Kwun Tak Court (冠德苑) is a Home Ownership Scheme court in Sheung Tak Street, Ho Man Tin. It comprises 3 blocks with totally 603 flats in two sizes - 445 to 483 square feet and 562 to 568 square feet sold at an average price of HK$8,551 per square foot. It was completed in 2019.

==Background==
Old Ho Man Tin Estate was located at the north of Quarry Hill, which had a total of 8 blocks completed in 1972, but it started redevelopment in the 2000s (decade). In 1997, a rest garden in the estate was reconstructed to a public housing building, King Man House.
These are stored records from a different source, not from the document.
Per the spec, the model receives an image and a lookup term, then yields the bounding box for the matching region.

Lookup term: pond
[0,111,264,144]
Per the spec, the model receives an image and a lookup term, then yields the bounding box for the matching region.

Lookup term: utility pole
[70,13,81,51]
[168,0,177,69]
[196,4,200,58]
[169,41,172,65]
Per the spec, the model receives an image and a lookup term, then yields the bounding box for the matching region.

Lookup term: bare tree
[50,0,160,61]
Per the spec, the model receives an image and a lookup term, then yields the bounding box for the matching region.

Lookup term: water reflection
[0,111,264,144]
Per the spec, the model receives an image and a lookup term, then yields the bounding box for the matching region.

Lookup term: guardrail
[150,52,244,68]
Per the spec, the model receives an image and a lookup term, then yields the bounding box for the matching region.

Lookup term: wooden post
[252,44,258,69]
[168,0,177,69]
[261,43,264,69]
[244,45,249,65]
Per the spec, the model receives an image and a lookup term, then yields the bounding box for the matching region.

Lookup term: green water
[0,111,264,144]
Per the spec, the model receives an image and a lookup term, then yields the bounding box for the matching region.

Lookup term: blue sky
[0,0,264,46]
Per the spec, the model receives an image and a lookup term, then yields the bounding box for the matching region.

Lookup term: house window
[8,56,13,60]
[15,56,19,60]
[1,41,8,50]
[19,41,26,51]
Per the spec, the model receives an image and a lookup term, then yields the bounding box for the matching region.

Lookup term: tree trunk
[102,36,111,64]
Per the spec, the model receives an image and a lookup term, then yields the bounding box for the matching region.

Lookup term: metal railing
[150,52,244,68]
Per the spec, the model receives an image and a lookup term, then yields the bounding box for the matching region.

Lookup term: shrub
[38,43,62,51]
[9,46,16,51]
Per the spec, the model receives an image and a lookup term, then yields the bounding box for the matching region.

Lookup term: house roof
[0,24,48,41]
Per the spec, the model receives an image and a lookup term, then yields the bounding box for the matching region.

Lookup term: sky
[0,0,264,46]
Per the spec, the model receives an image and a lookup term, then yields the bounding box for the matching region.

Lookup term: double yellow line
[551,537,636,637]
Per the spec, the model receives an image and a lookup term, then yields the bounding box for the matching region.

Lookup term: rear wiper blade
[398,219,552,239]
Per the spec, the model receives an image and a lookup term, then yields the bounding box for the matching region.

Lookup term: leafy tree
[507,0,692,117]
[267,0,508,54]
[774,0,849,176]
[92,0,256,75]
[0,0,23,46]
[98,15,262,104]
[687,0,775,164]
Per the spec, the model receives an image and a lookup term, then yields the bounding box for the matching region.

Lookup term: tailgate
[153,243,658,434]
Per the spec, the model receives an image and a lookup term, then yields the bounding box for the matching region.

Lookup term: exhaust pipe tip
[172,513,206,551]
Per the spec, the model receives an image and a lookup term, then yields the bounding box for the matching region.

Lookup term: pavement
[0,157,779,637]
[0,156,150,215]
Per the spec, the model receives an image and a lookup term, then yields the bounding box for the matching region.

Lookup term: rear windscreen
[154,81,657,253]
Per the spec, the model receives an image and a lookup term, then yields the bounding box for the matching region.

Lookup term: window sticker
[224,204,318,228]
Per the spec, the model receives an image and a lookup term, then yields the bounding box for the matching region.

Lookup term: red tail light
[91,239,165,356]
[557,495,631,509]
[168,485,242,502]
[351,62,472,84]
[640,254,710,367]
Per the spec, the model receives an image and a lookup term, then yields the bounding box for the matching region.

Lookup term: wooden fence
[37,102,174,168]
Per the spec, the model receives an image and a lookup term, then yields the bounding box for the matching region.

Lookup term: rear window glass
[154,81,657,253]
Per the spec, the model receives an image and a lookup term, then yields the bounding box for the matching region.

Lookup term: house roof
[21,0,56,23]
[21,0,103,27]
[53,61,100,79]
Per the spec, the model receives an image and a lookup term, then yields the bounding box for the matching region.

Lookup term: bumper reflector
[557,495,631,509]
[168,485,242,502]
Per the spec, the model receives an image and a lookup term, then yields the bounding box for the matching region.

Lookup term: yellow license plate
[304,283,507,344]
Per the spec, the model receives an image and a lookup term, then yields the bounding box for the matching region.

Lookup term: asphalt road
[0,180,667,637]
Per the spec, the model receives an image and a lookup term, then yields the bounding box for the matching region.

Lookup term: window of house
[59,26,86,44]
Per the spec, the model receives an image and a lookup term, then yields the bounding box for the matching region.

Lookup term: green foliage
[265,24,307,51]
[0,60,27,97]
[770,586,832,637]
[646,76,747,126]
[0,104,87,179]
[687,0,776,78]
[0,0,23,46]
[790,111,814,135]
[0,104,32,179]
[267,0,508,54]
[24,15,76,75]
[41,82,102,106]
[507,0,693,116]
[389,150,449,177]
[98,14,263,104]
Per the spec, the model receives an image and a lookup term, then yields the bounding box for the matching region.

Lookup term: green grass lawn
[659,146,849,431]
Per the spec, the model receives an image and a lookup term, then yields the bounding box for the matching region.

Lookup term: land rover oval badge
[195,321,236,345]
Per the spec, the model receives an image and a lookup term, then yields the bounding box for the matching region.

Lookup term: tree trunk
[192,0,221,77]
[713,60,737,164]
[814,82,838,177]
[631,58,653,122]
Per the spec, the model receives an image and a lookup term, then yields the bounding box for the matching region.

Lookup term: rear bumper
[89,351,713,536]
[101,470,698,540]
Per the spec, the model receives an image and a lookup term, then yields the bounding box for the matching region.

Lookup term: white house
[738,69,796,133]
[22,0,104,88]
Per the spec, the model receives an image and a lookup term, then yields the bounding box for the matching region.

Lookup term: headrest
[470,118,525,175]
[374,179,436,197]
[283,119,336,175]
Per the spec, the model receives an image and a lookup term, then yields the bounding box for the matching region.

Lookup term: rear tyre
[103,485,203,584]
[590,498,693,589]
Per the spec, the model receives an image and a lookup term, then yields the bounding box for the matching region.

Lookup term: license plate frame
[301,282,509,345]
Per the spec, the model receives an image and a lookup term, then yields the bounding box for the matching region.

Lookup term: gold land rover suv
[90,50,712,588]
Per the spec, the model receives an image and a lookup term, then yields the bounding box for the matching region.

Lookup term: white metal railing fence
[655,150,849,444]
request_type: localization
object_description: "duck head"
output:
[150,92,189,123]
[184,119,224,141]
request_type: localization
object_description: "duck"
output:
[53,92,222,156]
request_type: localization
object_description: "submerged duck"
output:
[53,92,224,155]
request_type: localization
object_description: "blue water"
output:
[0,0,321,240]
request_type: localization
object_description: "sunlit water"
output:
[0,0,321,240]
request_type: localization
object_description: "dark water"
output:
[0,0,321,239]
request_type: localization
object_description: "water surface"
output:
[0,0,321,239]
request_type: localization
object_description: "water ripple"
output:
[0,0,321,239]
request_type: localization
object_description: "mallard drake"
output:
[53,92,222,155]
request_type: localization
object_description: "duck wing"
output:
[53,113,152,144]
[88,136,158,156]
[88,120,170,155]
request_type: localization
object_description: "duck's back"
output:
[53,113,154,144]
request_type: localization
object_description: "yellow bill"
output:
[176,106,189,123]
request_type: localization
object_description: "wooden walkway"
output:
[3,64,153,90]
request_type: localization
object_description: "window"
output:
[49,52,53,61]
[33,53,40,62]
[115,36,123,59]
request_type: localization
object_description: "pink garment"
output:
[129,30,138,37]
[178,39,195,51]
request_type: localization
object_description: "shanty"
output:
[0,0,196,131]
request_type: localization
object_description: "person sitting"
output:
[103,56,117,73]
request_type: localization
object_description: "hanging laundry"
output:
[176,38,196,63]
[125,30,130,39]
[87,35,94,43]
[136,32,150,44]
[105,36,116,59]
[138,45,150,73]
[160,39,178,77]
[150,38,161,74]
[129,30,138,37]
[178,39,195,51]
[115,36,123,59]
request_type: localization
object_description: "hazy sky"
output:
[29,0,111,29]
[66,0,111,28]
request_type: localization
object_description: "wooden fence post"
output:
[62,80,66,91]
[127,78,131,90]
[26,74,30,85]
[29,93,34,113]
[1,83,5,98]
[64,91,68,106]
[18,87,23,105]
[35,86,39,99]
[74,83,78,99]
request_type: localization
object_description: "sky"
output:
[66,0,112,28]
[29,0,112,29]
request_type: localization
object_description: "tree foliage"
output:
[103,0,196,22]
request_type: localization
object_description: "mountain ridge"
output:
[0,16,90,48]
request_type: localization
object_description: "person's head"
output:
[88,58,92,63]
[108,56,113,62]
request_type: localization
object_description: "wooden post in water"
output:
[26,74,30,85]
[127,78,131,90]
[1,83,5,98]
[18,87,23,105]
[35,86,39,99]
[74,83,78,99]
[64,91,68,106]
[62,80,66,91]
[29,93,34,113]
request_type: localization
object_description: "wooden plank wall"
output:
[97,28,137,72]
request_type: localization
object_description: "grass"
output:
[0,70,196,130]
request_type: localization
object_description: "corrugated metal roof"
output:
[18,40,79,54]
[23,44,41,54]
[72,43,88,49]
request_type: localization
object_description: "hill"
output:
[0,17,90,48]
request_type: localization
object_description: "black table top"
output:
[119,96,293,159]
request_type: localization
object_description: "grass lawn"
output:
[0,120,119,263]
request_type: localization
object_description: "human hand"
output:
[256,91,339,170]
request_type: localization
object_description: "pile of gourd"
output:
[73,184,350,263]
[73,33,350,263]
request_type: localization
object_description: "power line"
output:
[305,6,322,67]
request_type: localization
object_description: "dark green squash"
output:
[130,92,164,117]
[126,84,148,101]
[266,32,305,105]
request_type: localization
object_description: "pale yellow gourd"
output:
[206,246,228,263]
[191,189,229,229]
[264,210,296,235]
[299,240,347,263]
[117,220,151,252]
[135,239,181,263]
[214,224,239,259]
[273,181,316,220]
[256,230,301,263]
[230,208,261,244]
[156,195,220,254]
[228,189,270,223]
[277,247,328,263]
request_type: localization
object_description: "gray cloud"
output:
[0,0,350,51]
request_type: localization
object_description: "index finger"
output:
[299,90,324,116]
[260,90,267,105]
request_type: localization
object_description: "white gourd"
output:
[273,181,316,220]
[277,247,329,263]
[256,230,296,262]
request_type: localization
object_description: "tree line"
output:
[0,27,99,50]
In 2000, another 8 buildings and a shopping arcade were built in Quarry Hill, the south of Old Ho Man Tin Estate, and named as Ho Man Tin (South) Estate.

==Houses==

=== Ho Man Tin Estate ===

| Name | Type | Completion |
| King Man House | Harmony 1 | 1997-1998 |
| Yat Man House | 2000 |
Choi Man House
Sik Man House
Yee Man House
| Ching Man House | Harmony 3B |
Tim Man House
| Yan Man House | Small Household Block |
Nga Man House

=== Kwun Fai Court ===

| Name | Type | Completion |
| Ming Fai House | Harmony 3C | 1999 |
| Ko Fai House | Small Household Block |

=== Kwun Hei Court ===

| Name | Type | Completion |
|---|---|---|
| Kwun Hei Court | Harmony 1 | 2000 |

=== Kwun Tak Court ===

| Name | Type | Completion |
| Kwun Cheong House (Block A) | Non-standard | 2019 |
Kwun Shing House (Block B)
Kwun Wing House (Block C)

==Education==
Ho Man Tin Estate, including Kwun Hei Court, is in Primary One Admission (POA) School Net 34. Within the school net are multiple aided schools (operated independently but funded with government money) and two government schools: Farm Road Government Primary School and Ma Tau Chung Government Primary School.

== Transportation ==
Although Ho Man Tin station is a 10-minute walk away, many residents choose to take other means of public transport such as buses or minibuses, that take them directly to core areas of Kowloon, such as Mong Kok or Kowloon City.